Il re e il suo seguito s’incamminarono lungo la via del ritorno nel giugno dell’856 e sostarono ancora una volta presso il re franco Carlo il Calvo. È in questa circostanza che i due stipularono l’alleanza sugellata con il matrimonio della figlia di quest’ultimo con Æthelwulf.
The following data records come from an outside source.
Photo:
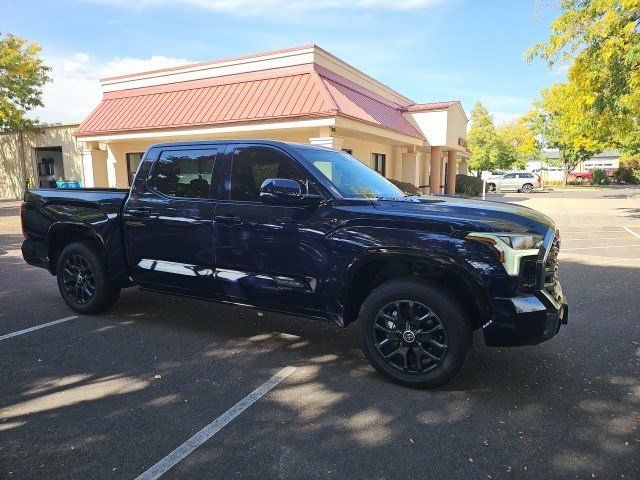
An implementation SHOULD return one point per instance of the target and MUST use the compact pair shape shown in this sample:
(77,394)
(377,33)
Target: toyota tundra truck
(311,232)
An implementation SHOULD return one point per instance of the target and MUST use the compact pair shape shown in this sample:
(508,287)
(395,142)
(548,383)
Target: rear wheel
(83,279)
(414,333)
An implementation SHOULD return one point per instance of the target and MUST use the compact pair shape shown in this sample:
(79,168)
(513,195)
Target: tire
(83,279)
(413,365)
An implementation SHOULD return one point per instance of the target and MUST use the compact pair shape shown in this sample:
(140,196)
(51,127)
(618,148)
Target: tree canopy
(499,147)
(599,41)
(22,76)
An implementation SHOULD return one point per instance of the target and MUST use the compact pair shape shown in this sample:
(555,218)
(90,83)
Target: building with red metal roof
(302,94)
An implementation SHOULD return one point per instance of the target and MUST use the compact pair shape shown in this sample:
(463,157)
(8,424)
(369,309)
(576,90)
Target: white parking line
(214,427)
(606,246)
(632,232)
(37,327)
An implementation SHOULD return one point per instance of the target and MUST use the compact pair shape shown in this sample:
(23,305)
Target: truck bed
(49,213)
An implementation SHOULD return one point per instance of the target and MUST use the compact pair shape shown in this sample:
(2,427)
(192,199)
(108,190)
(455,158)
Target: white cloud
(258,7)
(75,87)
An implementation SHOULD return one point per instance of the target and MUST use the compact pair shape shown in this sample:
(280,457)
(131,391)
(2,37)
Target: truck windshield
(351,178)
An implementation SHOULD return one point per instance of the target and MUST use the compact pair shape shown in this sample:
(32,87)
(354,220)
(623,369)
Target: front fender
(460,272)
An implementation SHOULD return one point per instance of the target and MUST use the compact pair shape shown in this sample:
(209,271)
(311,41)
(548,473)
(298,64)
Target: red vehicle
(579,177)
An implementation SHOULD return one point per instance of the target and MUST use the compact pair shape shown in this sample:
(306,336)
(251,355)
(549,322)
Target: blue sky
(428,50)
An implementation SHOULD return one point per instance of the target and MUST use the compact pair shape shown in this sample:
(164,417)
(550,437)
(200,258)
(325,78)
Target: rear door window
(184,173)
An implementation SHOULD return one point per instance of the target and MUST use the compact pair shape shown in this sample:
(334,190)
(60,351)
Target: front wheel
(83,279)
(414,333)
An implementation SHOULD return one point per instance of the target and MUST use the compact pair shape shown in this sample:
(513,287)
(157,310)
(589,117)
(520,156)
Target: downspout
(23,162)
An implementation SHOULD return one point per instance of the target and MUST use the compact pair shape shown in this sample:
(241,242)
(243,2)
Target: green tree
(563,123)
(482,139)
(600,41)
(517,143)
(22,76)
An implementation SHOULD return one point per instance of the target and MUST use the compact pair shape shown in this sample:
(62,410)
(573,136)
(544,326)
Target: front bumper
(525,320)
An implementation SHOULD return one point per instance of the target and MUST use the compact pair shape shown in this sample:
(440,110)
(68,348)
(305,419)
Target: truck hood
(469,214)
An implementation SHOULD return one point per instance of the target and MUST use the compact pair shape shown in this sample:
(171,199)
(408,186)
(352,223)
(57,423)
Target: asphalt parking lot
(110,396)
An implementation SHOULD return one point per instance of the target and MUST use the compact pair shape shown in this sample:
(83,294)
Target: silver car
(516,181)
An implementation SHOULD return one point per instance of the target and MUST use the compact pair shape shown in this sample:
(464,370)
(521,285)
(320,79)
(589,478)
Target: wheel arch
(61,234)
(374,267)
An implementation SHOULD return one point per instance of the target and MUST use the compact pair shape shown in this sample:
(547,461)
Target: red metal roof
(426,107)
(305,91)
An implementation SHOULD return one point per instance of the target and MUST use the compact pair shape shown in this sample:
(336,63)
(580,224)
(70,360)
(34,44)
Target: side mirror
(285,191)
(280,191)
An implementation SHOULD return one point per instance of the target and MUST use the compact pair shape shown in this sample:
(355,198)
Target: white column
(435,172)
(396,172)
(411,168)
(329,142)
(87,168)
(463,168)
(452,170)
(111,168)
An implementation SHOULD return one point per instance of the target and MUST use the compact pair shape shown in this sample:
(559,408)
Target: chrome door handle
(228,220)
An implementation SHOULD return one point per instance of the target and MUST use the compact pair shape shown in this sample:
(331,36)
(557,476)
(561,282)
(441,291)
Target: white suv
(518,181)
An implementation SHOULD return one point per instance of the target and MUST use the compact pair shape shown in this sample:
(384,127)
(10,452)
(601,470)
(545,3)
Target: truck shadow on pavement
(113,394)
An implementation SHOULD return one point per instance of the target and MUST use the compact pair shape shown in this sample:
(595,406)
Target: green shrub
(406,187)
(599,177)
(468,185)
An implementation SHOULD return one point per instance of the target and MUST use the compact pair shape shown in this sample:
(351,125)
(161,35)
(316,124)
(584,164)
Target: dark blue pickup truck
(312,232)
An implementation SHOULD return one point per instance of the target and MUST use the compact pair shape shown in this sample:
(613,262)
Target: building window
(253,165)
(379,163)
(133,160)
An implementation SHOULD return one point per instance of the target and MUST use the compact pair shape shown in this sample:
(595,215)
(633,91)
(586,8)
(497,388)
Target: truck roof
(255,141)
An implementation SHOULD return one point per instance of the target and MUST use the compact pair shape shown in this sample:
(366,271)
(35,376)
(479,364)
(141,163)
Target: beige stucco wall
(115,160)
(11,170)
(11,176)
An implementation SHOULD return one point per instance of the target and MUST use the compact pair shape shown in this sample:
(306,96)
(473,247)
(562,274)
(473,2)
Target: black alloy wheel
(414,332)
(410,336)
(83,278)
(78,279)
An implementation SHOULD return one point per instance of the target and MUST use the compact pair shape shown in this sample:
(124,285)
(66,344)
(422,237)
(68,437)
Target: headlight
(522,242)
(511,247)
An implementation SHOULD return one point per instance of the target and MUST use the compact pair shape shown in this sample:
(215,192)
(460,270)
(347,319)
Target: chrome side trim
(175,268)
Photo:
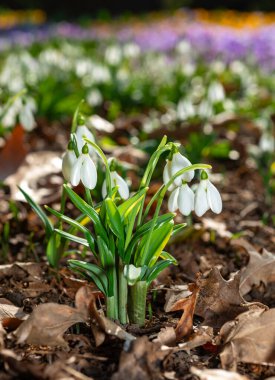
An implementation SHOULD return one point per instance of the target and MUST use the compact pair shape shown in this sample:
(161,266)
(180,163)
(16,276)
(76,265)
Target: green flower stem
(11,101)
(130,230)
(111,307)
(137,302)
(105,161)
(149,172)
(75,117)
(161,194)
(88,196)
(122,296)
(152,163)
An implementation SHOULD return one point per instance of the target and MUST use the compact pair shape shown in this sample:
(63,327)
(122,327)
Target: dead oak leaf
(185,324)
(48,322)
(216,374)
(13,153)
(219,300)
(261,268)
(249,339)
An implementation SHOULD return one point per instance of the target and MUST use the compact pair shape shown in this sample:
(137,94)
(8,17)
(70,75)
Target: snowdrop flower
(81,132)
(26,116)
(185,109)
(207,197)
(177,163)
(132,273)
(68,162)
(216,92)
(117,180)
(84,169)
(182,198)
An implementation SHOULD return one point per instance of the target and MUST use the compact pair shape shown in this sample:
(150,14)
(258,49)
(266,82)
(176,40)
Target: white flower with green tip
(84,170)
(207,197)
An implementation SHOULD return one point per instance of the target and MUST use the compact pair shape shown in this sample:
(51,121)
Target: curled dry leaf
(216,374)
(185,325)
(201,336)
(48,322)
(166,337)
(219,300)
(249,339)
(174,295)
(36,169)
(261,267)
(106,326)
Sebbene ci sfuggano le ragioni per cui Carlo acconsentì a questo matrimonio, possiamo facilmente individuare le cause che spinsero il re anglosassone a stringere quest’unione.

 

La paura che aveva spinto Æthelwulf a emanare quell’editto di concessioni si era concretizzata, era stato ordito un complotto ai suoi danni da parte del suo stesso secondogenito (il primogenito, Æthelstan, come abbiamo già detto, era morto) e dal vescovo di Sherborne.

 

È impossibile sapere quanto il piccolo Alfredo abbia compreso della situazione; ciò nonostante, l’accaduto deve averlo impressionato molto a giudicare dall’amara riflessione sui rapporti familiari che interpolò nella sua traduzione di Boezio.

 

Venuto a conoscenza del complotto, Æthelwulf si recò da Carlo per chiedere aiuto e recuperare il trono e, probabilmente, questo accettò sia per il legame che li univa, sia per incrementare il suo prestigio nel continente.

 

Grazie a un accurato lavoro diplomatico, il re spodestato riuscì a ritornare in patria senza far scoppiare una guerra civile: scelse di cedere la parte occidentale del Wessex ad Æthelbald, mentre mantenne per sé la parte centro-orientale. Æthelwulf morì qualche tempo dopo, all’inizio dell’858.